Back here, on my walk home from town on Thursday evening, a woman offered me a ride home in her car. I demurred as I was nearly home anyway, but thanked her and said the words everyone was saying as a farewell greeting last week: “Stay safe.” Well, was I in for a tirade! “There’s no danger. It’s all a big lie! Hurricanes avoid mountains.” “But still,” I said, “there’s flooding and trees down on the Big Island and Maui.” “It’s all a lie! Nothing’s going to happen.” And off she drove.

So, why were we spared?

thursdaypathIn a sense, she was perhaps right about hurricanes avoiding mountains.
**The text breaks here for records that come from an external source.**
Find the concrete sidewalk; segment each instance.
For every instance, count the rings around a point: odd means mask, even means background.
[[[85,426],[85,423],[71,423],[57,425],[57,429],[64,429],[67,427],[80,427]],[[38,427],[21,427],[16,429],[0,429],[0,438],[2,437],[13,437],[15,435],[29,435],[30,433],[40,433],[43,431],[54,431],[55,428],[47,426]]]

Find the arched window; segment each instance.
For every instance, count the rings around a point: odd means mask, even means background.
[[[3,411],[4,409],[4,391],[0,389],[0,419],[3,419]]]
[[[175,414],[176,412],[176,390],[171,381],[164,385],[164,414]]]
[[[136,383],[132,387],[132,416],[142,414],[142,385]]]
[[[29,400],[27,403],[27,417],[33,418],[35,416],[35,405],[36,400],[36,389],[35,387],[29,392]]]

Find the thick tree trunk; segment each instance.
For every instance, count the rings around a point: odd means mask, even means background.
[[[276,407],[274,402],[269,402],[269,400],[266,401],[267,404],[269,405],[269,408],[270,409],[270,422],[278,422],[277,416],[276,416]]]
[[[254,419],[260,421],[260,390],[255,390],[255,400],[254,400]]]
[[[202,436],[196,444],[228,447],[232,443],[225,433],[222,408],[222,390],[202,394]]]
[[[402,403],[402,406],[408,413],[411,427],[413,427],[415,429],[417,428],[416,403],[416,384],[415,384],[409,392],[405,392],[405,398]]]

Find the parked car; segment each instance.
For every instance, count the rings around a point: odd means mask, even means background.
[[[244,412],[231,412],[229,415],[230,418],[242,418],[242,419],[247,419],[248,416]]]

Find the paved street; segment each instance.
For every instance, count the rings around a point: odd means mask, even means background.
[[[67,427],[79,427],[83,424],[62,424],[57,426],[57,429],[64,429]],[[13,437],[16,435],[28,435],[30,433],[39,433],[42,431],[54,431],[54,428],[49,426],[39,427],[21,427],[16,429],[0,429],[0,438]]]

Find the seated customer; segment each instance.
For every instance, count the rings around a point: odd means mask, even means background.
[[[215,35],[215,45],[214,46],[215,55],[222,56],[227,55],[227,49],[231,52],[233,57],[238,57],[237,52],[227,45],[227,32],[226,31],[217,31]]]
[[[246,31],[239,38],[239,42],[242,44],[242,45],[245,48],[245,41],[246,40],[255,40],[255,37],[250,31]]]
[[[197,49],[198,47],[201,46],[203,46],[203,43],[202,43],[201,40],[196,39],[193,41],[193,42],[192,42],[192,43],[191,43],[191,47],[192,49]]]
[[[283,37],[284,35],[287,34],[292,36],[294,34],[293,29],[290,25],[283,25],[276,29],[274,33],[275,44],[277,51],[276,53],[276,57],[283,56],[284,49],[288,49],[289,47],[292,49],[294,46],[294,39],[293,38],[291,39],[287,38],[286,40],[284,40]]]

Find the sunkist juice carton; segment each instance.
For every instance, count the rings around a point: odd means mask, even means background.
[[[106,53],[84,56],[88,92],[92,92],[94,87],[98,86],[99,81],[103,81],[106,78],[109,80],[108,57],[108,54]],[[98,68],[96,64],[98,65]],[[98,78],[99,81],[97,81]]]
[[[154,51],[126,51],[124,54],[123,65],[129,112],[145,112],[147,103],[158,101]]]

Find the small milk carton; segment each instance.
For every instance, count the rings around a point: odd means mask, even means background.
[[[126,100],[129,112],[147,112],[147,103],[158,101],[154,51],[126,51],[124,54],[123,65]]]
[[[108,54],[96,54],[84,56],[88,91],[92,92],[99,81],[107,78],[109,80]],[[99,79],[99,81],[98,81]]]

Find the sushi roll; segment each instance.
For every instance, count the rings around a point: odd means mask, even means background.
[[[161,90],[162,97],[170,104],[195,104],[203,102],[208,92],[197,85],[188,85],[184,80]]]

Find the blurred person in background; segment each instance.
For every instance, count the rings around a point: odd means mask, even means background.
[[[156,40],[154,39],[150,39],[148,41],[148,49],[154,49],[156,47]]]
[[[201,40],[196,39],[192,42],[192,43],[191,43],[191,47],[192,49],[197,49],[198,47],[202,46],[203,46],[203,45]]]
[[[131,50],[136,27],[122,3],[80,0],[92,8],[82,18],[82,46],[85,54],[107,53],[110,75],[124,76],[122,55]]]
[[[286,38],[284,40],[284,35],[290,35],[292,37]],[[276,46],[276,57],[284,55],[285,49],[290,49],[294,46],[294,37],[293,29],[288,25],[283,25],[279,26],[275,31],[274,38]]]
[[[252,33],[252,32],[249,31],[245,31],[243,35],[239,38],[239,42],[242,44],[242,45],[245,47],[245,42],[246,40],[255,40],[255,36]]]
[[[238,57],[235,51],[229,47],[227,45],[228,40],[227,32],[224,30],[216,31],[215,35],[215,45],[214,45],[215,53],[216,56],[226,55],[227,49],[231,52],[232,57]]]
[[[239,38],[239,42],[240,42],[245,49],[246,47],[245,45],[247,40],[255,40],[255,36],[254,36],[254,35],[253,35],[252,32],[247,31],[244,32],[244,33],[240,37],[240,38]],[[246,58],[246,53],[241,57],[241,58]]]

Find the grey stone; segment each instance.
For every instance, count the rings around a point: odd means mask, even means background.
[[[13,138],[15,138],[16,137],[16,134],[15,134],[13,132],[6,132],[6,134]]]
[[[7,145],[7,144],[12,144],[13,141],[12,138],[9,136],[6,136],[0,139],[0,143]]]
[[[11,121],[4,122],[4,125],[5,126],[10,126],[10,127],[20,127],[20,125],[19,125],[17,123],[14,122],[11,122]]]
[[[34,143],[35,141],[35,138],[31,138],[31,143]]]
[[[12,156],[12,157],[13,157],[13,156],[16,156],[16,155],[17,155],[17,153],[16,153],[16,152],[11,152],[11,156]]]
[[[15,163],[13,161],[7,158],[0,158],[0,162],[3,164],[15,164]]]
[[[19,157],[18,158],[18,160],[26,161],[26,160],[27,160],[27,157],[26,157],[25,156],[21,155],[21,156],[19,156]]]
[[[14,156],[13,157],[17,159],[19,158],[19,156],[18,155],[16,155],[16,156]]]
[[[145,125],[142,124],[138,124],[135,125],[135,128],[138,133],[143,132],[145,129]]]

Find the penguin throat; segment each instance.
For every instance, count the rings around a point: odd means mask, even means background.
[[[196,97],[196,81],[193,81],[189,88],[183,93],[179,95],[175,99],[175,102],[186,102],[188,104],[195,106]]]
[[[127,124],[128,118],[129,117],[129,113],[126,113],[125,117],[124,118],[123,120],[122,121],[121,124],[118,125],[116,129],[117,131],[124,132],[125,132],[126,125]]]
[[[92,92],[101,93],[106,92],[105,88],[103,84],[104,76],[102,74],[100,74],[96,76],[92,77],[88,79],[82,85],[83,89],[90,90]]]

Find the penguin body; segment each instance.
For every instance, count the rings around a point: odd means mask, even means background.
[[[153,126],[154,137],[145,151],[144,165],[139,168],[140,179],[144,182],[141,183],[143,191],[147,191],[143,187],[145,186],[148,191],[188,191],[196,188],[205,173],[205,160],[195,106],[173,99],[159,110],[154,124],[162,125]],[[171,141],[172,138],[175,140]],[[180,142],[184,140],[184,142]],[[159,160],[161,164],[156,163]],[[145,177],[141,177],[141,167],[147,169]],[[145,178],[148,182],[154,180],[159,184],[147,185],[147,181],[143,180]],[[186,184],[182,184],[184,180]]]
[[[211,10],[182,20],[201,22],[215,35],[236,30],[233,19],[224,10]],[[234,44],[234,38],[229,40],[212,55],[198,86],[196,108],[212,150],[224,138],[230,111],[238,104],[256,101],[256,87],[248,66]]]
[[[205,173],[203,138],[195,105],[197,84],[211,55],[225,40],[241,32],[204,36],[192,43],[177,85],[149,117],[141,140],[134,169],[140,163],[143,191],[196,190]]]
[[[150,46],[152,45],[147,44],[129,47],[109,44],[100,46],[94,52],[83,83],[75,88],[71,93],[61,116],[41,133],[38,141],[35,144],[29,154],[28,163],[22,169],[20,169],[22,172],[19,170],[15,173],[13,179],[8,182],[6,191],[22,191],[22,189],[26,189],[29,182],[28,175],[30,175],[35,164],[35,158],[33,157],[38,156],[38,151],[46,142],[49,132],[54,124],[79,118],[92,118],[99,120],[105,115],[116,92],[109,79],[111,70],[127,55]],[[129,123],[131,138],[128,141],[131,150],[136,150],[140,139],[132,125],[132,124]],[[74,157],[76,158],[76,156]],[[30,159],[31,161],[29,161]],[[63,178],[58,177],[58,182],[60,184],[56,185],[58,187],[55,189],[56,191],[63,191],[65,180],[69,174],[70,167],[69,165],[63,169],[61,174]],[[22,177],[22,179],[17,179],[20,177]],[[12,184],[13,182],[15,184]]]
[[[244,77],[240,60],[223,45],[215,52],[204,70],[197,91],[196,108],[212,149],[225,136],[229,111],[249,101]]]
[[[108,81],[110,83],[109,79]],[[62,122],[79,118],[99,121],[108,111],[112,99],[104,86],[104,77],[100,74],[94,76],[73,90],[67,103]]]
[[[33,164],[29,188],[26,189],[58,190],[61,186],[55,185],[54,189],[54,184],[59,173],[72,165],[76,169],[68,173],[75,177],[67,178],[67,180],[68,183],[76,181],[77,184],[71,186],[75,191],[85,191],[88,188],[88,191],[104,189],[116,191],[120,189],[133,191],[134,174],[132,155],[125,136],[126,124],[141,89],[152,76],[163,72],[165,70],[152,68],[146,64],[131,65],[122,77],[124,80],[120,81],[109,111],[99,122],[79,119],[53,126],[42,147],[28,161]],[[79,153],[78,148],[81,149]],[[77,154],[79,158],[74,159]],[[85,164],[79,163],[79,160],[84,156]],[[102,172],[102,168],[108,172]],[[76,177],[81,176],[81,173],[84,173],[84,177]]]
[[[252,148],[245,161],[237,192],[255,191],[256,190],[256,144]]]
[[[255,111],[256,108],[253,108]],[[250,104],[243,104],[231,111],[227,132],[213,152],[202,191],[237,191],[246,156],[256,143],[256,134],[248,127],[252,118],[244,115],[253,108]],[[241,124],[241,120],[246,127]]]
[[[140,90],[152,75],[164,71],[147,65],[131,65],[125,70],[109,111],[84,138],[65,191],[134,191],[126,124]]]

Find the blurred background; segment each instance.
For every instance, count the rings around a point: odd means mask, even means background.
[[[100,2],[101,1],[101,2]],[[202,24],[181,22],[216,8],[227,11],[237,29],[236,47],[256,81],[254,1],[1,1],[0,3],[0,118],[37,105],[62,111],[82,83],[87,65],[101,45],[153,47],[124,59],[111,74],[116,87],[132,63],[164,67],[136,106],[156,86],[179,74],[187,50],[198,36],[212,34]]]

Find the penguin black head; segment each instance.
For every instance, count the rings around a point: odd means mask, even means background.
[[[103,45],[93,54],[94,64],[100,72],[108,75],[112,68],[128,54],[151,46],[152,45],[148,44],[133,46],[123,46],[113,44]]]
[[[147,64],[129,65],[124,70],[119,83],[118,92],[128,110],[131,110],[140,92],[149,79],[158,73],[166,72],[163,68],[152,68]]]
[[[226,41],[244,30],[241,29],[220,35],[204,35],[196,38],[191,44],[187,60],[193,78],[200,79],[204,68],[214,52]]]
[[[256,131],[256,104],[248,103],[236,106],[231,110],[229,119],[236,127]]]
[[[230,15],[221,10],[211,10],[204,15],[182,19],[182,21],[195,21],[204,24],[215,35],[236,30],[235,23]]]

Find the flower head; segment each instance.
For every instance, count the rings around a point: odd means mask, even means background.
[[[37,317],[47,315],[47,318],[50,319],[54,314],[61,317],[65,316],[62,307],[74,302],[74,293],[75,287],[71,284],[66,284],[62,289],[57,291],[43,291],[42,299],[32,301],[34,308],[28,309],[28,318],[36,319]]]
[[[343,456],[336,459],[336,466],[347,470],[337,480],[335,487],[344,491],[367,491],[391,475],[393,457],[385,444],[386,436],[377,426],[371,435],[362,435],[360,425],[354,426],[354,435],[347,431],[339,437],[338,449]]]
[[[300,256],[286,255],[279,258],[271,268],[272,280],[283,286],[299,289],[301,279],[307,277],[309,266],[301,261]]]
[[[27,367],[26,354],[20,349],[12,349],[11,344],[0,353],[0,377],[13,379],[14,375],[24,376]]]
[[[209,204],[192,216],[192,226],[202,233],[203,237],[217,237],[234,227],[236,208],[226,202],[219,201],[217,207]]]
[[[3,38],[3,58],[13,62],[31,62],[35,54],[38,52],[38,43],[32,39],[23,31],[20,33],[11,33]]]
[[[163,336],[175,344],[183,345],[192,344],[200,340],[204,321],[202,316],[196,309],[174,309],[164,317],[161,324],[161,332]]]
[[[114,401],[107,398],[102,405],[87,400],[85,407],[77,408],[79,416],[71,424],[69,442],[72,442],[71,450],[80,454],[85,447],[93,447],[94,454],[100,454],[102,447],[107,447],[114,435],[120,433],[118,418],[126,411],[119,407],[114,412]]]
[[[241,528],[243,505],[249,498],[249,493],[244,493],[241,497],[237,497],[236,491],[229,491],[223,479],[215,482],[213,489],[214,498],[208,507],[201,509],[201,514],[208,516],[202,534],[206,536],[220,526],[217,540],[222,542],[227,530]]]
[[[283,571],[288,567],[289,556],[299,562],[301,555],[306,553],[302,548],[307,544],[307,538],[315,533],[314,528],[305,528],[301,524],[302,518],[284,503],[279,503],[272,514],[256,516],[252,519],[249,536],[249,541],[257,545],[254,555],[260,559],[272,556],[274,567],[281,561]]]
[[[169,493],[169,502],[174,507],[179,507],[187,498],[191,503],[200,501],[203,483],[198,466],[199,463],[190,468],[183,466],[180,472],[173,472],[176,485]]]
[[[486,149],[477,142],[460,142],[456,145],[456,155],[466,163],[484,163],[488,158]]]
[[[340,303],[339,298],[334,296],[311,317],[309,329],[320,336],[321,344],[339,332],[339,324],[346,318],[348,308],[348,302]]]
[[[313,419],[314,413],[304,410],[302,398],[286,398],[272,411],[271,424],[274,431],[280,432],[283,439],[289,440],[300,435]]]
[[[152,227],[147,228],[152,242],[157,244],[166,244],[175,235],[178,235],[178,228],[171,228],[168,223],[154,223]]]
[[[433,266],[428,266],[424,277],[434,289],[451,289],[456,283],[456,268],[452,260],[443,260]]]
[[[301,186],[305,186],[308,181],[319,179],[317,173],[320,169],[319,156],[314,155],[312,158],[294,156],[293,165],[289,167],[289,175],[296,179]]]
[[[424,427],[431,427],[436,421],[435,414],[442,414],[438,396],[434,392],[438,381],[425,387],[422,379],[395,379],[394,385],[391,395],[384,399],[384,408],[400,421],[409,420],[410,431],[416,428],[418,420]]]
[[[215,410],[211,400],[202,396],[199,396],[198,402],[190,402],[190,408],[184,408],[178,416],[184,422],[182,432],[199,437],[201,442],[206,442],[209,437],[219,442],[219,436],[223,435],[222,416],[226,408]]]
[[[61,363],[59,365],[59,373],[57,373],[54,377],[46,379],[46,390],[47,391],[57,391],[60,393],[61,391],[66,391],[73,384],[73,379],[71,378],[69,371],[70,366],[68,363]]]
The reason Lane slowed and broke up so quickly is attributed by meteorologists to the high-level wind shear that occurred as it started running parallel to the south of this mountainous island chain. Maybe the mountains affect the high-level winds in some way, even though the mountains here aren’t very high.

A different theory is that Lane had a secondary eyewall separated from the primary wall around the eye by a moat. An envirobites article about a research paper on this subject explains: “The primary eyewall generates vortex Rossby waves that travel out to the edge of the hurricane, while the secondary eyewall can generate vortex Rossby waves that travel inward to the hurricane’s center. When two of these waves, traveling in opposite directions, combined in just the right way, the researchers observed wobbles in the simulated hurricanes.”

Understanding the wobble (technically, a trochoidal oscillation) might help meteorologists make better predictions about the path and likely lifespan and intensity of a hurricane.

However, I’d bet dollars to donuts that the good folks of Moloka‘i know the *real* reason Lane gave up the ghost when it got near our part of the archipelago. In pre-European times, Moloka‘i was described as the Island of Powerful Prayers because of priests who lived here and performed some legendary “saves” using prayer alone. While most would attribute this week’s save to Christian prayers instead, the belief that prayer makes an actual difference in what happens in the world—either to individuals or the wider world, including the environment—is very strong here. I have stood quietly in line along with others at a supermarket checkout while a shopper ahead of me put her hand on the checkout operator’s heart and said a prayer for a positive outcome for her upcoming heart surgery.

No doubt, the many New Agers who live on this and other islands performed their own rituals, prayers and visualizations of the hurricane lessening in intensity or going away, and prayers were sent to as many different gods as there are religious adherents in the islands. As for me, I muttered “Go South, young man” 20 times every few minutes at the time of my highest anxiety during this torturous week of having the social media thumbscrews alternately tightened and loosened. A pretty tall order, given that the global torque of hurricanes in the Northern Hemisphere forces them to head north because of a process known as precession.

Nonetheless, it seems to me there is an explanation that fits both the scientific and spiritual explanations—our thoughtwaves went up into the atmosphere and created a secondary eyewall, reducing Lane’s torque to nada and destroying it from within.